Torish Wite shifted his weight, his movement snapping her back into the moment. He had a broad face and broad shoulders, scars on his chin and arms, and a smile that spoke of easy brutality. His gaze was considering and amused.
“Yes?”
“You’re afraid of me, aren’t you.”
Amat smiled and affected boredom.
“Yes,” she said. “But consider what happened to the last man who frightened me.”
His expression soured.
“You’re in over your head, you know.”
She took a pose of acknowledgement, but with a stance that bordered on the defiant. She could see in his face that he understood every nuance. He respected her. It was what she’d hoped. She dropped the pose and leaned against the table.
“When I was very young,” she said, “my sister pushed me off a rooftop. A high one. I have never been more certain that I was going to die. And I didn’t
scream. Because I knew it wouldn’t help.”
“And your point?”
“What I’m doing now may be harder than I’d wish. But I’m going to do it. Worrying about whether I can manage won’t help.”
He laughed. It was a low sound, and strangely shallow—like an axe on wood.
“You are a tough bitch,” he said, making it a compliment.
No, I’m not, she thought, smiling, but good that you’ve misunderstood me.
13
> +
They reached land—signaled in by the dock master’s torches—just as the sun reached its peak in the sky. Otah had hardly put his feet to the cobbled streets before he heard the news. The bayfront seemed to buzz with it.

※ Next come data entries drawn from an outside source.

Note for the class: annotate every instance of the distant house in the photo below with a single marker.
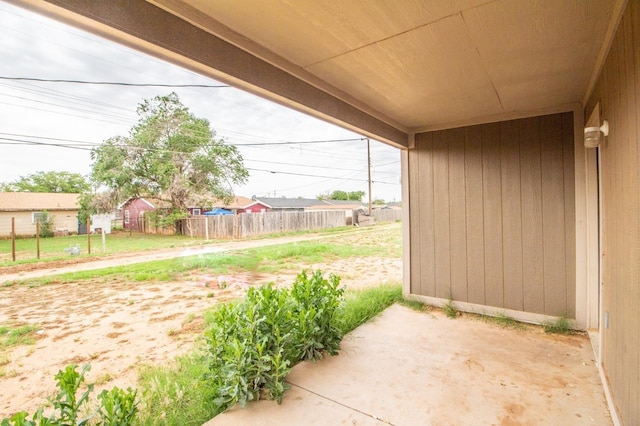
(27, 207)
(285, 204)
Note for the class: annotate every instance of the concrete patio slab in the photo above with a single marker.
(416, 368)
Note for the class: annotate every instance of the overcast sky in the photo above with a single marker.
(33, 46)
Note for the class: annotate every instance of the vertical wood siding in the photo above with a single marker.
(618, 91)
(494, 206)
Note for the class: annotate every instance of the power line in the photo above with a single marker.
(113, 83)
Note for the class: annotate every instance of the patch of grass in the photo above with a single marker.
(502, 320)
(176, 394)
(560, 326)
(415, 305)
(14, 335)
(105, 378)
(271, 259)
(450, 310)
(118, 242)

The third son the Khai Udun had killed his remaining brother. They had found each other in Chaburi-Tan, and faced each other in a seafront street with knives. Or else the second son—whom Otah had seen in the court of the Khai Saraykeht—had been poisoned after all. Or he had ambushed his younger brother, only to have the fight slip from him. On the docks, on the streets, in the teahouses, the stories ran together and meshed with older, better-known tales, last year’s news, and wild imaginings newly formed of what might have happened. Otah found a seat in the back of a teahouse near the bayfront and listened as the stories unfolded. The youngest son would take his father’s place—a good sign. When a youngest son took power, it meant the line was vigorous. People said it meant the next Khai Udun would be especially talented and brave.